He also explains to visitors how chicken manure can be used instead of synthetic fertilisers on farms. Archer also cites the experience in European countries where households were offered two chickens, which consumed up to 150kg (330lb) of organic household waste per year while providing fresh eyes.

Archer Urban Farm Initiative sells its honey and organic eggs at Stein Learning Garden, which led him to RVA.

Since 2023, RVA has been networking with different organisations in the United States. In Chicago, efforts focused on students interested in enrolling in RVA’s programme but cannot afford to do so.
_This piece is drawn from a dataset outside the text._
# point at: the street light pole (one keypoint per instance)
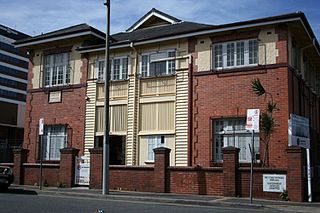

Students from Chicago have enrolled at RVA through a partnership between The GAIA Movement — an environmental organisation focused on recycling textiles and education – and Stein Learning Gardens, which is part of a social justice campus that is located on the grounds of a St. Sabina Catholic Church on the southside of Chicago.

In November 2023, Community Outreach and Operations Manager for Stein Learning Gardens, Richard Kirkpatrick and Eva Nielsen, President, CEO of The GAIA Movement as well as Marianne Thomsen, operations manager at The GAIA Movement, visited SVG to see the RVA campus as well as some of its programmes and projects.

St. Sabina found out that Archer was an urban farmer and put him in touch with Kirkpatrick, which led to him learning about GAIA Movement and RVA and their programmes.

Archer says that although family obligations prevent him from enrolling in one of the RVA’s six-month programmes, the visit to their campus in Richmond was inspiring.

“So, we decided to make an educational goal out of it. We were going to come here and learn what is going on in St Vincent’s so that how this paradise is maintaining itself in a world full of people who are like ‘A tree doesn’t have any value except for the wood that I can make something out of.’”

He recounts the other pleasant experiences in St. Vincent, including learning about Kalinago and Garifuna, visiting the oldest botanical gardens in the Western Hemisphere and his interactions with a herbalist Andrew Providence, Angela “Ideisha” Jackson and her artisanal ice-cream business and fishing with a local captain.

Archer was happy that two of the students from RVA were from Chicago.

Meanwhile, Stina Herberg, RVA’s Director Outreach and Public Diplomacy, says it is inspiring to see people like Archer and that part of Chicago see SVG as a training ground.

“St Vincent has a lot to offer but also to be a training ground for people, where they can experience an international environment then return home or go to another place and make a career.”

She states that the networks RVA builds make it possible for people to get scholarships to enroll in its programmes.

“It’s needed in many of these areas. They have much fewer opportunities. And I think that opportunities for studies in various ways, whether it’s a degree or like a volunteer training should be kind of equal opportunities for education.”

Herberg says she looks forward to returning to Chicago and arranging with GAIA the next Volunteer for Change events, which connect people in Chicago to volunteering at home and abroad, including in St. Vincent.